Yes. My observations:
1. ADHD often comes along with depression and anxiety, because kids want to behave but can't control themselves in the moment. You really, really have to set them up to succeed -- e.g., look for distractions before they lose it, find ways for them to be helpful that, conveniently, keep them busy (even if it's sweeping the floor), help them find ways to feel like they are contributing. And be gentle when they fail -- jumping on them just triggers the anxiety and sense of helplessness. Catching them doing something right is infinitely more effective then negative consequences. They are not being bad on purpose -- they really, truly can't help themselves.

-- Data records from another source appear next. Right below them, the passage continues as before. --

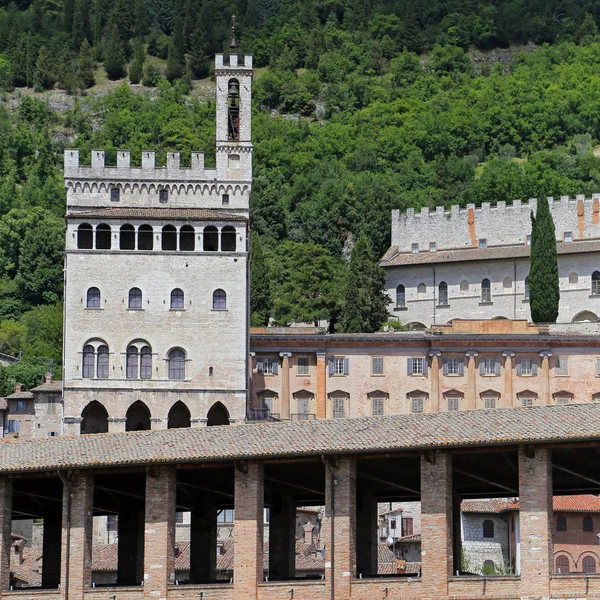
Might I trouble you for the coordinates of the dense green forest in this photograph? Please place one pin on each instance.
(359, 107)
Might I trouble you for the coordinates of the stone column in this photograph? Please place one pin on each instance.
(203, 544)
(435, 380)
(508, 378)
(248, 554)
(159, 532)
(338, 533)
(471, 395)
(285, 384)
(437, 560)
(321, 385)
(76, 552)
(282, 539)
(545, 381)
(535, 518)
(6, 492)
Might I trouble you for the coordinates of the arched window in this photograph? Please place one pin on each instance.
(132, 360)
(596, 283)
(228, 239)
(85, 237)
(135, 298)
(94, 419)
(145, 237)
(127, 237)
(146, 362)
(177, 364)
(219, 300)
(93, 298)
(486, 291)
(102, 362)
(588, 564)
(562, 564)
(169, 238)
(187, 239)
(88, 362)
(177, 299)
(400, 297)
(488, 528)
(103, 237)
(211, 239)
(443, 294)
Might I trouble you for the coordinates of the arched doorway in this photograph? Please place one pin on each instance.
(179, 416)
(217, 415)
(138, 417)
(94, 418)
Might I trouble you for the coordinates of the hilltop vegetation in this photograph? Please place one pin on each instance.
(359, 107)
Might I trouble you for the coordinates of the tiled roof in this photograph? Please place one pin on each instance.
(188, 214)
(579, 422)
(393, 257)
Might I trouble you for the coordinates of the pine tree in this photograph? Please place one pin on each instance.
(544, 292)
(260, 284)
(365, 301)
(114, 57)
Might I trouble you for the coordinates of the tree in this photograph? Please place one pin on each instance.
(544, 292)
(260, 284)
(365, 301)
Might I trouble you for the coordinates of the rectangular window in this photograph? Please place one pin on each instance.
(377, 365)
(303, 365)
(339, 408)
(562, 367)
(377, 408)
(418, 405)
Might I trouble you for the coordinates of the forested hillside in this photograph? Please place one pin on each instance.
(359, 107)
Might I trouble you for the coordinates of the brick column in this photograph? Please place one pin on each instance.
(248, 553)
(159, 532)
(285, 384)
(435, 380)
(471, 395)
(338, 533)
(5, 531)
(321, 385)
(76, 551)
(535, 516)
(508, 378)
(436, 525)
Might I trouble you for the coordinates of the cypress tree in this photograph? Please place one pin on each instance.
(544, 292)
(365, 301)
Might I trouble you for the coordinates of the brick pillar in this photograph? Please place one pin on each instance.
(436, 525)
(535, 516)
(282, 539)
(5, 531)
(285, 384)
(248, 553)
(366, 533)
(435, 380)
(339, 527)
(321, 385)
(203, 544)
(159, 532)
(471, 395)
(508, 379)
(77, 521)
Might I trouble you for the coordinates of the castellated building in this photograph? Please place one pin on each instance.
(156, 280)
(473, 262)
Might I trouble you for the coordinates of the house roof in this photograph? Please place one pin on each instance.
(571, 422)
(188, 214)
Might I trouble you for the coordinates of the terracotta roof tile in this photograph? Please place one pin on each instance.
(306, 438)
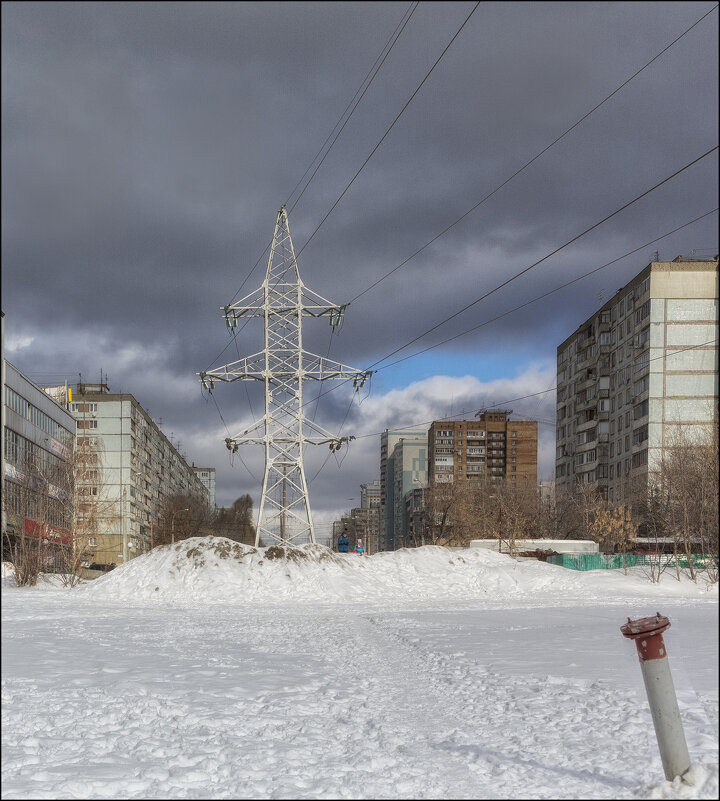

The best parents/teachers figure out ways to convert that boundless energy into helping (one of my daughter's teachers, for ex., had her take the attendance list to the office every day -- it helped my kid get the wiggles out, and puffed her up and made her feel like she was trusted with this important job, which then helped her attitude for the rest of the day).
2. Read "Your Spirited Child" and "1-2-3 Magic." The former got me through ages 2-5, the latter helped me navigate 5-on. The key takeaway is they desperately need you to be their unshakable rock when they are flying off into outer space -- they need to know you love them and will be there for them and will not be moved, period. The image of the horsefly and the horse in 1-2-3 Magic still sticks with me -- the point is that if the kid sees that she is getting you mad, that makes her feel insecure, because she is this tiny little thing, and so if you are so week as to be shaken by her, she has nothing solid to cling to. You need to be calm and loving but absolutely implacable; she needs to know what the consequences of her actions will be with complete certainly, and she needs to face those consequences every single time, and you need to be calm and loving through the whole thing, and when it's done, it's done.
3. ADHD is the classic "two steps forward, one step back" -- just when you think they are making progress, they do the same dumb-ass thing all over again, and you want to tear your hear out. To maintain your own sanity, you need to look at things measured over years so you can see the progress.
4. Please see specialists and therapists. There are different meds, there are therapies like neurofeedback and the like, and there are just people with expertise who can help you develop routines and consistency and parenting skills that your kid needs you to have. It is tremendously challenging, but you can get through this and end up with a wonderful, interesting kid.